Abstract
With advancements in high‐throughput generation of phenotypic data on mutant proteins, it has become important to individually characterize different proteins or their variants rapidly and with minimal sample consumption. We have made use of a nano differential scanning fluorimetric device, from NanoTemper technologies, to rapidly carry out isothermal chemical denaturation and measure folding/unfolding kinetics of proteins and compared these to corresponding data obtained from conventional spectrofluorimetry. We show that using sample volumes 10‐50‐fold lower than with conventional fluorimetric techniques, one can rapidly and accurately measure thermodynamic and kinetic stability, as well as folding/unfolding kinetics. This method also facilitates characterization of proteins that are difficult to express and purify.

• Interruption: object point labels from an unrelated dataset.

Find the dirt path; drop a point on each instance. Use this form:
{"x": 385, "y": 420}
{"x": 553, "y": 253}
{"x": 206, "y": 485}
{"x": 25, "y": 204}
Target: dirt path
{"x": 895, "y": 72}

Keywords: nano differential scanning fluorimeter, isothermal denaturation, thermodynamic stability, refolding unfolding kinetics
Introduction
A protein typically adopts a folded conformation to carry out biological function. Under physiological conditions, the folded state is usually more stable than its corresponding unfolded, inactive state. Protein stability is either thermodynamically or kinetically controlled.1, 2, 3, 4 Widely used techniques for deciphering thermodynamic and kinetic stability of proteins involve measurements of intrinsic fluorescence either at equilibrium or as a function of time.5, 6, 7, 8 Such measurements are sample and labor intensive. This is a significant limitation for unstable proteins with low purification yields. Here we describe the use of a nano differential scanning fluorimeter (nanoDSF) instrument, the Prometheus NT.48 from NanoTemper technologies to overcome these limitations.
nanoDSF is an advanced differential scanning fluorimetry technology that detects small changes in the fluorescence of tryptophan upon folding or unfolding as a function of temperature or other solution conditions. The fluorescence of tryptophan in a protein is strongly dependent on its surroundings.9 By following changes in fluorescence, chemical and thermal stability10, 11 can be assessed in a truly label‐free fashion.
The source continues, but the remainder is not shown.